The effect of trimethoprim on thiamine absorption: A transporter-mediated drug-nutrient interaction

Authors: VORA, BIANCA - University Of California, Davis; WEN, ANITA - University Of California, Davis; YEE, SOOK WAH - University Of California San Francisco (UCSF); TRINH, KIM - Tufts University; AZIMI, MINA - University Of California San Francisco (UCSF); GREEN, ELIZABETH - University Of California San Francisco (UCSF); SIROTA, MARINA - University Of California San Francisco (UCSF); GREENBERG, ANDREW - Tufts University; Newman, John; GIACOMINI, KATHLEEN - University Of California San Francisco (UCSF)

Submitted to: Clinical Pharmacology and Therapeutics
Publication Type: Peer Reviewed Journal
Publication Acceptance Date: 5/7/2023
Publication Date: 5/25/2023
Citation: Vora, B., Wen, A., Yee, S., Trinh, K., Azimi, M., Green, E.A., Sirota, M., Greenberg, A.S., Newman, J.W., Giacomini, K.M. 2023. The effect of trimethoprim on thiamine absorption: A transporter-mediated drug-nutrient interaction. Clinical Pharmacology and Therapeutics. 114(2):381-392. https://doi.org/10.1002/cpt.2932.
DOI: https://doi.org/10.1002/cpt.2932

Interpretive Summary: Thiamine is a water-soluble vitamin found in foods which has a critical role in growth, function, and metabolism.
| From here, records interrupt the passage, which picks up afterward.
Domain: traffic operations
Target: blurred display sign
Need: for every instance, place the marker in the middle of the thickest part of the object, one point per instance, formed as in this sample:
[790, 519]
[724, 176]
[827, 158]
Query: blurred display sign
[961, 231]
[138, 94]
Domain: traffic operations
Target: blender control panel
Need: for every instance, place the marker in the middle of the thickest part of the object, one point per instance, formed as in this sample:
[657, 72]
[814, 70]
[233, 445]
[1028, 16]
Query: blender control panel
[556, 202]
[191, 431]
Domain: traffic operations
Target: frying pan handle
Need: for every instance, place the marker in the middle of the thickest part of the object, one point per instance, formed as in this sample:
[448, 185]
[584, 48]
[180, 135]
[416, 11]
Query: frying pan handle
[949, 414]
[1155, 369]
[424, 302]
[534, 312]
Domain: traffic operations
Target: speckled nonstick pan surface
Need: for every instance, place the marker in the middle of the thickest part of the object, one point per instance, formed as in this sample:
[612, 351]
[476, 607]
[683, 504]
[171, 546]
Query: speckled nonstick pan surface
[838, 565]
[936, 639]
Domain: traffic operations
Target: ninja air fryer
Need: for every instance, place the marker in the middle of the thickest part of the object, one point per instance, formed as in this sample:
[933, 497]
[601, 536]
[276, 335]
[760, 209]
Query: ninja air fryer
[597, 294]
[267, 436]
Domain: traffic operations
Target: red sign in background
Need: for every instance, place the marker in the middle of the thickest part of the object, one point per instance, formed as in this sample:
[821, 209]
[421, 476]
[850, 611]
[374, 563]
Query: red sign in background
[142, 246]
There is limited knowledge how drugs affect blood levels of thiamine. In human studies we provided subjects with the commonly used antibiotic trimethoprim with or without thiamine to probe how this drug would effect thiamine levels after a meal. Trimethoprim increased blood levels of thiamine. Using cultured cells, mice, and review of other studies in humans, we deduced that trimethoprim blocked the actions of a factor called the organic cation transporter 1 (OCT1), which is located on the surface of liver cells where it absorbs thiamine and many drugs into liver cells. Thus blocking the actions of OCT1 reduced liver uptake of thiamine leading to the observed increase in blood thiamine. We further found that trimethoprim prescriptions were associated with increased blood levels of cholesterol and other fats, a side effect of reduced OCT1 activity. In summary, this study reveals that the antibiotic, trimethoprim, and potentially other drugs may influence thiamine levels resulting in alterations in circulating levels of cholesterol and blood fats associated with cardiovascular disease risk.
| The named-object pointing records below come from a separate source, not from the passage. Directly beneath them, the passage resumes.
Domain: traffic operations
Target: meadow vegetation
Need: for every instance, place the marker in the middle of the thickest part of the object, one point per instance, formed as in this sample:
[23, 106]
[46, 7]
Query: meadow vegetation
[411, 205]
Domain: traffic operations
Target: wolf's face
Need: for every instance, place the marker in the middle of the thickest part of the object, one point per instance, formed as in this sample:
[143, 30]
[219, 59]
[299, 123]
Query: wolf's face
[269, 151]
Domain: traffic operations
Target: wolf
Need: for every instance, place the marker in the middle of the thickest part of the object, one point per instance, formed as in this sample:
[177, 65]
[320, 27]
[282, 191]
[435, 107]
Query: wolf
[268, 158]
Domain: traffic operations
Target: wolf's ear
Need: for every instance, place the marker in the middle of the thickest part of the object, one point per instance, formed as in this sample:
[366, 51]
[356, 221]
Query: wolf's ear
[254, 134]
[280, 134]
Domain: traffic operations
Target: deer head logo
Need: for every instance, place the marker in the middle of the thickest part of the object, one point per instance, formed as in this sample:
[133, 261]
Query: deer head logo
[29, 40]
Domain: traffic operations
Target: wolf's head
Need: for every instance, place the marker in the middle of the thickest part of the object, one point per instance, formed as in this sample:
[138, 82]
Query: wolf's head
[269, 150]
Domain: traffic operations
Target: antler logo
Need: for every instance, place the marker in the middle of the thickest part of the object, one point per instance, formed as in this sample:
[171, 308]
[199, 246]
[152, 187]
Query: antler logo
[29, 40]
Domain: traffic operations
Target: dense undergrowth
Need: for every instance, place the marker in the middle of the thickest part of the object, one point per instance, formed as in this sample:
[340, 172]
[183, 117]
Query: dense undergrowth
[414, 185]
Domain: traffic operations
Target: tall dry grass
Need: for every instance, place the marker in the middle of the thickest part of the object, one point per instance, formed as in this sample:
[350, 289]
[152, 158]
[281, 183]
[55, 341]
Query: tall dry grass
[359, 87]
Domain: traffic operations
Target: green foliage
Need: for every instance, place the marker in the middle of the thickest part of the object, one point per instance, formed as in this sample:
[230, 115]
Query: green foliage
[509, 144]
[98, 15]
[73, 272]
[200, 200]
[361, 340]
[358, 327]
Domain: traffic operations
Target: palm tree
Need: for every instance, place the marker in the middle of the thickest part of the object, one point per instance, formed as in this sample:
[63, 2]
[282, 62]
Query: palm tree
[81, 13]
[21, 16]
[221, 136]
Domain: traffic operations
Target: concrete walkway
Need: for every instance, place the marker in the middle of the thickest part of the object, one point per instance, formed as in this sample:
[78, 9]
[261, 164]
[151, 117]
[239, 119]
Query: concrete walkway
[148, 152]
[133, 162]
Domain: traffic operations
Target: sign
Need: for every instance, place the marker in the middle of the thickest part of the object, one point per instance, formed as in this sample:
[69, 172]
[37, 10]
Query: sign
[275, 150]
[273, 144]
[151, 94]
Technical Abstract: Trimethoprim, an oral antimicrobial agent, is predicted to be a potent, inhibitor of several thiamine transporters, including the primary thiamine intestinal absorptive transporter, ThTR-2, and the hepatic organic cation transporter OCT1. Employing studies in cells and mice, a prospective clinical trial, and real-world data, we aimed to determine the effect of trimethoprim on thiamine absorption. In a randomized, crossover design healthy volunteers (n =7) on a thiamine deficient diet were given a single oral dose of thiamine and thiamine plus trimethoprim, followed by intensive blood sampling. The thiamine maximum concentration achieved (Cmax) and area under the curve (AUC) increased with trimethoprim co-administration (paired t-test p-value: 0.046 and 0.031, respectively), consistent with inhibition of trimethoprim on the hepatic uptake of thiamine via OCT1 (IC50 =4.2 µM). Similar results were seen in mice. Moreover, in the human study, trimethoprim reduced plasma OCT1 biomarkers isobutyryl- and propionylcarnitine, supporting OCT1 inhibition. We further interrogated this mechanism using of real-world data derived from electronic health records. Notably, reduced function OCT1 polymorphisms are associated with higher clinical lipids, and we observed that trimethoprim prescription was associated with higher triglyceride, LDL cholesterol, and total cholesterol levels in HIV patients, consistent with OCT1 inhibition (p-values: 2.2 x 10-16, 5.75 x 10-7, 5.82 x 10-7, respectively). These findings suggest that trimethoprim increases plasma levels of thiamine and various circulating metabolites through inhibition of OCT1 and that OCT1 is a target for drug-nutrient interactions in addition to its known role in drug-drug interactions.